Tara Robson, 29, is a nanny who lives in Loughton, Essex, with her fiancé Anthony, 31, a marketing director. She says: “Since getting engaged in May 2011, my attitude to money has changed dramatically. Our wedding in August will cost us £15,000, so I’ve turned into a bit of a bridezilla when it comes to saving. I take home around £1,760 a month, £880 of which pays the mortgage and bills. I used to spend the rest on myself, but not any more! £480 a month goes into our wedding account – which will also cover our honeymoon to Los Angeles.
I used to think nothing of spending £80 on a Friday night out with the girls. Now, I take £40 out at the beginning of the evening, and when it’s gone, so am I! I’ve given up alcohol anyway to save money and lose weight in the process, so often I just avoid nights out altogether.
Anthony and I never used to talk about money, now it’s all we seem to do, which I find frustrating.
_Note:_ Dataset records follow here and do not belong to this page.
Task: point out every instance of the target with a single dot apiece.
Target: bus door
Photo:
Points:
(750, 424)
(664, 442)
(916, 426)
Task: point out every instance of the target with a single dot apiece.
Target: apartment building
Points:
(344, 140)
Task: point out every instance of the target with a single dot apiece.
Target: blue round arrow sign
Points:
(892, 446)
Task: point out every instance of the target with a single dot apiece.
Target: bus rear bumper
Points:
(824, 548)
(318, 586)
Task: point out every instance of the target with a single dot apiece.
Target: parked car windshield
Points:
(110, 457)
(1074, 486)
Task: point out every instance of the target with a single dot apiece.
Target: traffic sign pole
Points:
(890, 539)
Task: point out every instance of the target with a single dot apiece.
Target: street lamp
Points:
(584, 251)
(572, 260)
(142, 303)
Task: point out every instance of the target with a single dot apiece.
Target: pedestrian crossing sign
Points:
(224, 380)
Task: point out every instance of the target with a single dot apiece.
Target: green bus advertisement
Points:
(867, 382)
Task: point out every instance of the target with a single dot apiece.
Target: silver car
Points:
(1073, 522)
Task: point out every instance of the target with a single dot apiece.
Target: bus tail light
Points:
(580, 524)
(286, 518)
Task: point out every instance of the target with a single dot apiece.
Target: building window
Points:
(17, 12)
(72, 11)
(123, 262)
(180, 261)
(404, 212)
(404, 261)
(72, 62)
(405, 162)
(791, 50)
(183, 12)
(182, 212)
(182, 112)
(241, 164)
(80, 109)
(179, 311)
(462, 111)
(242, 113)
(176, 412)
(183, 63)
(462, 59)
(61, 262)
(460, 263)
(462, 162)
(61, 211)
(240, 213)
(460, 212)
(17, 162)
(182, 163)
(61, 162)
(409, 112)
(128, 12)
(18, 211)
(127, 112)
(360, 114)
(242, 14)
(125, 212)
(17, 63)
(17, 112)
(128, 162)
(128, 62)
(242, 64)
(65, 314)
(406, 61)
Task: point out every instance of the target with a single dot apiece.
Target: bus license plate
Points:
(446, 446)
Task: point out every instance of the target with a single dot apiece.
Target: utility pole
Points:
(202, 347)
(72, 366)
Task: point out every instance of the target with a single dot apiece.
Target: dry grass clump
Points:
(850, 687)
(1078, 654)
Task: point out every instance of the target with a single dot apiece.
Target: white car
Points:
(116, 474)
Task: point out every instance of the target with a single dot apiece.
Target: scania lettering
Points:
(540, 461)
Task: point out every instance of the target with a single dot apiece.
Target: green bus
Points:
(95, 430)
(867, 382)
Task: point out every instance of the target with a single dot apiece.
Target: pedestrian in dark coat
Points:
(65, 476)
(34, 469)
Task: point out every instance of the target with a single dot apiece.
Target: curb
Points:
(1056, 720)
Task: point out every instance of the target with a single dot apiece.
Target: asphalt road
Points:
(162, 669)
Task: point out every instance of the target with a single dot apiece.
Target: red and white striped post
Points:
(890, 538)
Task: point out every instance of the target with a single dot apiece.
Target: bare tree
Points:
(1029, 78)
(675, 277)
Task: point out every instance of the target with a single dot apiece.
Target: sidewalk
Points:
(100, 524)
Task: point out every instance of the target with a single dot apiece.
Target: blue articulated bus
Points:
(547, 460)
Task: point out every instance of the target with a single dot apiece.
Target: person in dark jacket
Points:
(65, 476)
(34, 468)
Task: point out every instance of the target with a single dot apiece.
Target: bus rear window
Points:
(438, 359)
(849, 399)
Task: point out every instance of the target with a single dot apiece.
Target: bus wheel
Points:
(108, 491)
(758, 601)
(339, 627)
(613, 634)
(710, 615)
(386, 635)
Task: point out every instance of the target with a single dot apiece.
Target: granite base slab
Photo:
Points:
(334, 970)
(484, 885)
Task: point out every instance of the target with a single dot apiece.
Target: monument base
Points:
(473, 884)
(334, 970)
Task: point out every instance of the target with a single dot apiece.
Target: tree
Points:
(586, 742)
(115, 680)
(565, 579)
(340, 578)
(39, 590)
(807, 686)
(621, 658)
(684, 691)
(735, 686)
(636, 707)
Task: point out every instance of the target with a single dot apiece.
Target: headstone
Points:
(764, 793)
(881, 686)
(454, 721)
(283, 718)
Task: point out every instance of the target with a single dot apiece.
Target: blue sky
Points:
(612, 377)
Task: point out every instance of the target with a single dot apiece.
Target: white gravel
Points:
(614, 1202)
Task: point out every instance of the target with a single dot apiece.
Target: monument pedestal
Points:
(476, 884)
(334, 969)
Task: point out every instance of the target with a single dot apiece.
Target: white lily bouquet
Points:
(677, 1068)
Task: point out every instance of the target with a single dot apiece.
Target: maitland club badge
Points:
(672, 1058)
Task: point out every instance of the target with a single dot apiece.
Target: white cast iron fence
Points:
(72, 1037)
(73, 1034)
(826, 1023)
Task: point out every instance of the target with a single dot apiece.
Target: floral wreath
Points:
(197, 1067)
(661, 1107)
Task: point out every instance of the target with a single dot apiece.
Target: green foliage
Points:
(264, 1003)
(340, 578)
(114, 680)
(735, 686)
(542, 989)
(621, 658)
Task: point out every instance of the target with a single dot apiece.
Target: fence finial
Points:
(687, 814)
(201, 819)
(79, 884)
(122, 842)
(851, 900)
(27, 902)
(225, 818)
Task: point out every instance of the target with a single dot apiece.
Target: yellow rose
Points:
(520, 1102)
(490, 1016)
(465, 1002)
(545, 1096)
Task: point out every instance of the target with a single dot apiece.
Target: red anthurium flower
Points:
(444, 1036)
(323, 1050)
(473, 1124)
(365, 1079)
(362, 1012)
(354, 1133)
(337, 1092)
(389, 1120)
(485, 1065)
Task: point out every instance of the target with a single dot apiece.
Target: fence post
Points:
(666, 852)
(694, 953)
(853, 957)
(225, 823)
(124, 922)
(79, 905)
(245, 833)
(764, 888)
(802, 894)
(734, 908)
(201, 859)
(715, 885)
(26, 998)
Particularly when he logs into our joint bank account to monitor our spending.
Before I started ferociously saving, I racked up £2,500 on a credit card, paying towards our holiday to Florida last year and also our Christmas presents.
At the moment, I pay off the minimum – about £30 a month. Once we’re married, the first thing we’ll do is clear that debt. I want all my money to be just that – mine!”
Kathy Cakebread, 24, is a data entry assistant. She’s single and lives in Chatham, Kent, with her parents Ian, 57, a support services manager at a university and Karen, 54, a housewife. She says:
“I wish I could be more independent and buy my own place, but on a £720-a-month salary, that’s not an option.
I graduated from Canterbury Christ Church University with a degree in film, radio and television studies in 2008. I want to be a journalist but jobs are scarce, so I’ve taken a part-time data entry job to earn cash before I start a media course in September.
I live within my means – I don’t want to owe anyone money. The way I see it, if I can’t afford it, I can’t have it.”